The 18m inhabitants of this low-lying river delta are also some of the world’s
most vulnerable to climate change. Over the last ten years around 1.7m people
have migrated out of its vast expanse of fields, rivers and canals while
only 700,000 have
arrived.
“On
a global level migration to urban areas remains as high as ever: one person in every 200
moves from rural areas to the city every year. Against this backdrop it is
difficult to attribute migration to individual causes, not least because it can
be challenging to find people who have left a region in order to ask why they
went and because every local context is unique.
But the high net rate of migration away from Mekong Delta provinces is more
than double the national average, and even higher in its most
climate-vulnerable areas. This implies that there is something else – probably
climate-related – going on here.
“In
2013 we visited An Thạnh Đông commune in Sóc Trăng Province aiming to collect
survey data on agricultural yields. We soon realised that virtually no farmers
of An Thạnh Đông had any yields to report. The commune had lost its entire
sugarcane crop after unexpectedly high levels of salt water seeped into the
soil and killed the plants. Those without a safety net were living in poverty.
Over the following weeks hundreds of smallholders, many of whom had farmed the
delta for generations, would tell us that things were changing and their
livelihoods would soon be untenable.
“In
2015-2016 disaster struck with the worst drought in a century. This caused salt
water to intrude over 80km inland and destroyed at least 160,000 ha of
crops. In Kiên Giang (pop. 1.7m), one of the worst affected provinces, the
local net migration rate jumped and in the year that followed around one resident in
every 100 left.”
Access
to fresh water is rapidly becoming one of the most serious issues on earth. In
the United States, while individual water usage has declined in the last twenty
years, agricultural water usage has remained fairly constant. An average
Californian would have to sacrifice to get personal water usage down to 100
gallons a day, but folks in Cape Town, South Africa – a modern city by any
standards – are down to 13.7 gallons available person… with less than 90 days
of water reserves even at this level. Several western American cities are
headed in the same direction.
Drought
in Syria and Iraq – mostly in Sunni-dominated agricultural areas – pushed well
over a million farmers and their families off their land. The Shiite
governments turned their backs on these citizens, making them easy prey for
extremists like al Qaeda and ISIS… and served as a ready recruiting ground for
even “moderate” rebels seeking equality and justice. The region exploded in
violence. Water shortages and drought are incenting violent conflict in way too
many nations.
The
rest is history, but farmers migrating from their farms (and warfare) soon
became the backbone of a mass flood of refugees into Europe. Droughts and
warfare in North Africa pushed those migration numbers through the roof.
Here
in the United States, we are watching water tables dry up, significantly in the
southern mid-west, west and southwest. Even as some parts of our nation are
experiencing extreme flooding, mainstream waterways, lakes and aquifers are
drying up fast in those other areas. What to do?
Desalinization
is an exceptionally expensive solution that sucks electrical power in extremes…
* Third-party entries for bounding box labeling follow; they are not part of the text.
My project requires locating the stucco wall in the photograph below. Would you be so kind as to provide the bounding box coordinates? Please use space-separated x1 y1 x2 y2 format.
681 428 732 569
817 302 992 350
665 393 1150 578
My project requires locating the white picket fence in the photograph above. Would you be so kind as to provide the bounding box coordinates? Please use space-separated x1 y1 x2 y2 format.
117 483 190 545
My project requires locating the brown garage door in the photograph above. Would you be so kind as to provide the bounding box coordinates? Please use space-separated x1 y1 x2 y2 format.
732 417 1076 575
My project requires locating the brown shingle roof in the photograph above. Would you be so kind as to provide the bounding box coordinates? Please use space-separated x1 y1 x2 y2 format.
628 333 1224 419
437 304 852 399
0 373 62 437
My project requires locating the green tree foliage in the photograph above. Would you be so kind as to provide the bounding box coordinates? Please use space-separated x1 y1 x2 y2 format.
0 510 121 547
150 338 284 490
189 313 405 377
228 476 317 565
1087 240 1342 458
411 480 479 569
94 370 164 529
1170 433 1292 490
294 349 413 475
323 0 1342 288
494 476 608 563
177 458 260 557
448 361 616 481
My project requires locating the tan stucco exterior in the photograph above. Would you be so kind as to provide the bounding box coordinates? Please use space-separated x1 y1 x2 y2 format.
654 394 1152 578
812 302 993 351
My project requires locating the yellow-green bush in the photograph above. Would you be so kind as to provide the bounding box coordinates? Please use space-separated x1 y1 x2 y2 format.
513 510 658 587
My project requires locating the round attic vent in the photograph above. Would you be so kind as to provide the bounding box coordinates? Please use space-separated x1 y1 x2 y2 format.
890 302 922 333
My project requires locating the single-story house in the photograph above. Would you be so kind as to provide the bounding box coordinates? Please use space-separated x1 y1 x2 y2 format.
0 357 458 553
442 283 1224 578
and produces toxic salt that cannot simply be dumped into the ocean without
pretty much killing off life in the immediately surrounding areas. Conservation
is essential as is reexamining our irrigation practices. As Russia and Canada
benefit by the global warming trend, most the rest of the world suffers.
So
far, absent doing something massive about accelerating climate change driven by
our over-production of greenhouse gasses, we just don’t have any easy answers.
And our government officially denies that there is such a thing as man-induced
climate change, actively encouraging us to use toxic coal more while trying to
reduce emission requirements on automakers.
I’m Peter Dekom, and what we
once thought were going to be serious climate change consequences to be faced
by future generations are exploding around us very much in the here and now.